Performance testing is a well-understood discipline that has been practiced for more than 30 years. First, there were time-sharing capabilities on mainframe computers, then minicomputers with multiple asynchronous terminals, and later networks of personal computers connected to server systems. Testing all of these systems revolved around the need to understand the capacity of the shared portions of the system.

The process of performance testing has not changed significantly since these earlier system types were being tested. However, the complexities of the system design -- with more distributed intelligent hardware components and many more interconnected software subsystems -- yield more challenges in the analysis and tuning parts of the process. On current systems, performance testing should be done iteratively and often during the system design and implementation. Tests should be performed during implementation of critical subsystems, during their integration into a complete system, and, finally, under full-capacity workloads before being deployed into production.

How to read this practice

The best way to review a practice is to adopt a multi-prong approach:

  • Use different perspectives driven by artifacts, activities, test cycles, or roles. Shift between them when your focus changes from what you need to produce to how or to when an activity is performed.
  • Start with the performance testing of related Artifacts and decide which ones are important to you and your organization.
  • Analyze the main Performance Testing work pattern, which gives an overview of all of the activities performed as part of a typical performance testing cycle.
  • Drill down into each activity to better understand the tasks and artifacts employed.

The basic steps in the performance testing process are listed here.

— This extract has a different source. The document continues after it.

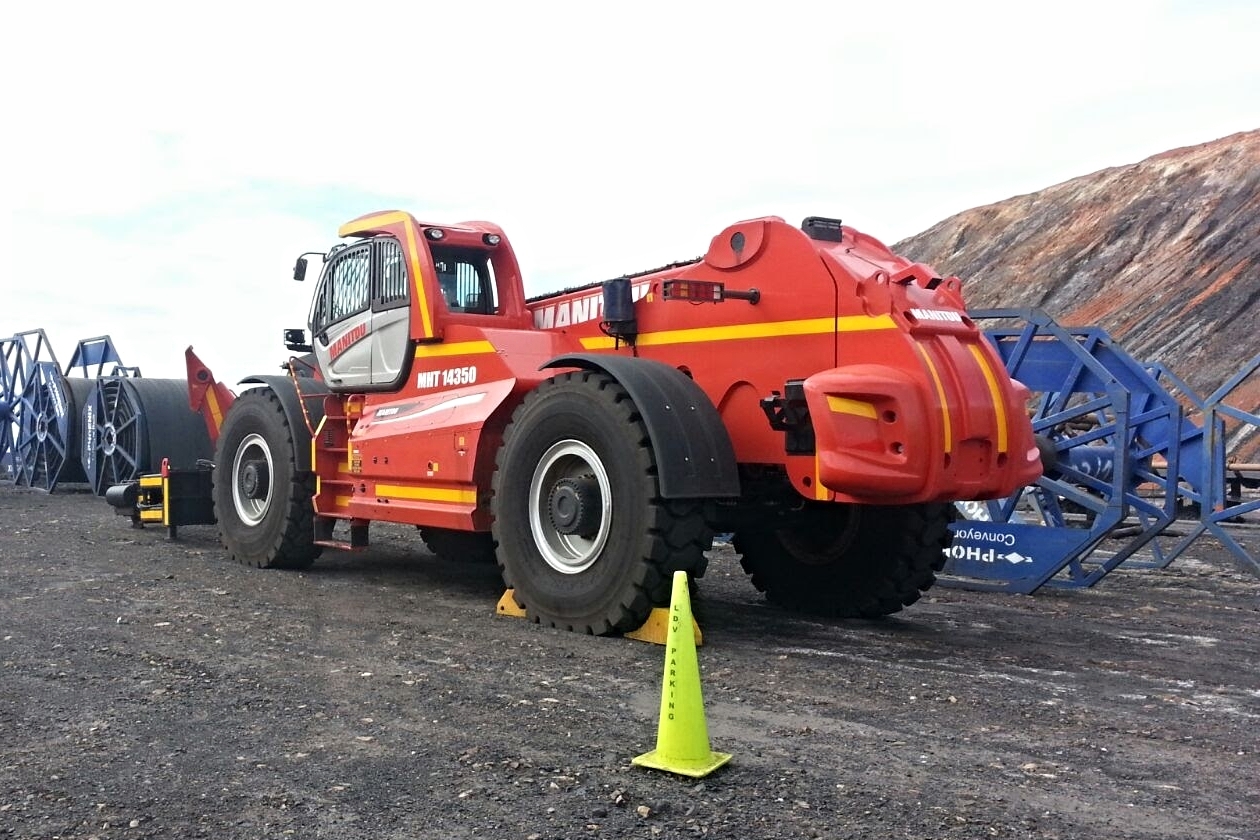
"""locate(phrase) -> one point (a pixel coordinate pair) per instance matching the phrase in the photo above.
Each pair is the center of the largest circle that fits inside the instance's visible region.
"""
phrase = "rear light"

Each step is captured in the Performance Testing Tasks

  1. Determine the system performance questions that you need to answer.
  2. Characterize the workload that you want to apply to the system.
  3. Identify the important measurements to make within the applied workload.
  4. Establish success criteria for the measurements to be taken.
  5. Design the modeled workload, including elements of variation.
  6. Build the modeled workload elements, and validate each at the various stages of development (single, looped, parallel, and loaded execution modes).
  7. Construct workload definitions for each of the experiment load levels to collect your workload measurements.
  8. Run the test and monitor the system activities to make sure that the test is running properly.
  9. Analyze measurement results and perform system-tuning activities as necessary to improve the results, and then repeat test runs as necessary.
  10. Publish the analysis of the measurements to answer the established system performance questions.

Also review the guidelines, concepts, and. if applicable, tool-related guidance.